Patrick Barron has been a consultant to the banking industry since 1985. He teaches Bank Management Simulation at the Graduate School of Banking, University of Wisconsin, Madison and Austrian Economics at the University of Iowa. He has contributed a weekly essay in the Austrian vein to The Bulletin, Philadelphia since 2006. As president of the Right Approach Group, which offers free market solutions to current economic problem, he has spoken at economic conferences at the EU Parliament offices in Brussels, Belgium and Strasbourg, France.

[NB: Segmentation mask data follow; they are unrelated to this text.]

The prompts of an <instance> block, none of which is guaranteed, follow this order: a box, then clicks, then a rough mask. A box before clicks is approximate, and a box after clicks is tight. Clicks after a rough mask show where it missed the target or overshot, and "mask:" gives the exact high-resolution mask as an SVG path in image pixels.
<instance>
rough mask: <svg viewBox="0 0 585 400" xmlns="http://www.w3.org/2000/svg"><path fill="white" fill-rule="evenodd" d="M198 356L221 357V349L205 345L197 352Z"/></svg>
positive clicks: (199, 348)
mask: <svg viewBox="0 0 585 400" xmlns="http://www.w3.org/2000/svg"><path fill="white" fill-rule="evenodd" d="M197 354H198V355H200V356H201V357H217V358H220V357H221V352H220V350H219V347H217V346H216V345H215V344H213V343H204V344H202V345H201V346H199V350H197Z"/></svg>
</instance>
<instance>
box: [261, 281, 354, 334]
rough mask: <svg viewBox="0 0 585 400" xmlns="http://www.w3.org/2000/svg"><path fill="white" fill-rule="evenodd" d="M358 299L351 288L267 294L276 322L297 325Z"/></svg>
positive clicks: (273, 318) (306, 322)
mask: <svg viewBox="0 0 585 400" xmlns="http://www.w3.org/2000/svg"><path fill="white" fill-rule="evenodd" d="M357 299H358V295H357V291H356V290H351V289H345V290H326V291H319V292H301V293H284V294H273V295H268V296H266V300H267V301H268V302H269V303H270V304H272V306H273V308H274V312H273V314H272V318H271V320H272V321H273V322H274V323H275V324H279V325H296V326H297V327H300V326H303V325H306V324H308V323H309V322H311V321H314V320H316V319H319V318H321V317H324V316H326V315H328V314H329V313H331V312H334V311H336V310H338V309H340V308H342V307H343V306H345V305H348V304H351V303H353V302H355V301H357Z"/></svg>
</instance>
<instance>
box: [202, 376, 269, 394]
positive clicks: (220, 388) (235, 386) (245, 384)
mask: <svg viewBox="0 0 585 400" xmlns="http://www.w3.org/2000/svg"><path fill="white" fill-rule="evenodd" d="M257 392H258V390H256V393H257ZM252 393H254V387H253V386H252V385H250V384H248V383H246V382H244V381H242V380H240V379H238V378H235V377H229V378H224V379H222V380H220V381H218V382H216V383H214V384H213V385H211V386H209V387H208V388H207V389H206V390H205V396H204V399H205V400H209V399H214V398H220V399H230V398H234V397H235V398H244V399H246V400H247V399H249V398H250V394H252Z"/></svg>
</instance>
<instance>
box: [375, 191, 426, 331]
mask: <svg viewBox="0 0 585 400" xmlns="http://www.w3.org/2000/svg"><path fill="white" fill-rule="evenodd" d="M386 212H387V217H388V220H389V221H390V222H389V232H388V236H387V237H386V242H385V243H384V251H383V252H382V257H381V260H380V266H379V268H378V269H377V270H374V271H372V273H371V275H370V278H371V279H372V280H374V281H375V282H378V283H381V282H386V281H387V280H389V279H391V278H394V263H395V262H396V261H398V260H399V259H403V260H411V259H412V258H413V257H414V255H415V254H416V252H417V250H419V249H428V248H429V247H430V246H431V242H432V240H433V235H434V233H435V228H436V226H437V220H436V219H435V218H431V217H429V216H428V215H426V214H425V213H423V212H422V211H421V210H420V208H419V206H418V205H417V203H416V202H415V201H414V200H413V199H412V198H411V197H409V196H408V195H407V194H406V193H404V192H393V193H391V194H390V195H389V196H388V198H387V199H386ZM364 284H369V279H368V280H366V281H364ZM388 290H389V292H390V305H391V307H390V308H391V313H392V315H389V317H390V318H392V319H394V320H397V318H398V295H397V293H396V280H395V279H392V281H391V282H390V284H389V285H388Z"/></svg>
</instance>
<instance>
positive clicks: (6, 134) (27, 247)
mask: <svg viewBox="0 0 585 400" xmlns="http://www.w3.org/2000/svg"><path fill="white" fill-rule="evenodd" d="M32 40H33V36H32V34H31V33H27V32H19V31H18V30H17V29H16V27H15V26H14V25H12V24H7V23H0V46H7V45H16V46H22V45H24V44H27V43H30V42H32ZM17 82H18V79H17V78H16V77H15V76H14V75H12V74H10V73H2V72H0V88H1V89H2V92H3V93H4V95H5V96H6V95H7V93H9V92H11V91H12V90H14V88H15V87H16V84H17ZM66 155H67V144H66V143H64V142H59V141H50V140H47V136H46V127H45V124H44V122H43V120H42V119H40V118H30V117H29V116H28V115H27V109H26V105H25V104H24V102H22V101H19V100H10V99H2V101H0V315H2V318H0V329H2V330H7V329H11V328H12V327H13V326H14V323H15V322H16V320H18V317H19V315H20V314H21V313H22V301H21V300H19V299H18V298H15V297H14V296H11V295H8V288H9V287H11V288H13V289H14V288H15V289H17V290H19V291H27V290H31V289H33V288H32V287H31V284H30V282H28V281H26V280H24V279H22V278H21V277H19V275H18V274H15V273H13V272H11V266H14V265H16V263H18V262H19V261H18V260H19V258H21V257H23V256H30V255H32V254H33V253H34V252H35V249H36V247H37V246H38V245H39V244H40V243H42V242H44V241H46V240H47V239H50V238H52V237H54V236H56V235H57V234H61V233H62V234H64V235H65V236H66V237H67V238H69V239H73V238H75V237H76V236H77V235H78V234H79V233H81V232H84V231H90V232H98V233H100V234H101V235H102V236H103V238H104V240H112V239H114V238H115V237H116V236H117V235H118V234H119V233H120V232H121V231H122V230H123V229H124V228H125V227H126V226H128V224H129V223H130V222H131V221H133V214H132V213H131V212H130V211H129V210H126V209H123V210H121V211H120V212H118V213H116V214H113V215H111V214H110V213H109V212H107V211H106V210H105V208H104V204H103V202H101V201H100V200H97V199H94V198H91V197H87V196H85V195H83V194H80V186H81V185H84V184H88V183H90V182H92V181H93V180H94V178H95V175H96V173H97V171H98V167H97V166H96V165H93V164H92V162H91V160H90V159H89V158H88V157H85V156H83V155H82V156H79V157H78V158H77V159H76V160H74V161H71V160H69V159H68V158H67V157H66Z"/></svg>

Re: Trump fracking boom imperils landscape of the American West
Thanks for the very informative and uplifting report of the success of increased drilling on federal lands. Frankly, I doubt that my conclusion is the one that you expected, but there is no hiding the fact that under President Trump the US is becoming a world energy powerhouse. Try as best they could, your reporters could not disguise the vast economic benefits to all parties from opening these sparsely populated lands to normal economic development. Sure, they tried to generate concern over the sage grouse population decline (thirty percent in the last two years), but they never connected the cause and effect dots between that decline and opening these areas to oil and gas development, perhaps because there is no connection. Even if there is a connection, surely the vast human benefits, well documented by your reporters, should ameliorate that concern to some extent. The only other attempt to generate the reader's outrage fell flat; i.e., that some of the drilling was "just east" of the Big Horn National Forest and "next to" Hovenweep National Monument. There will always be something that is "just east" or "next to" some already protected area. Of course, water is always a big issue in the West, but your reporters found no broad based concern by local landowners. Some were concerned and others were not. Let the locals figure it out.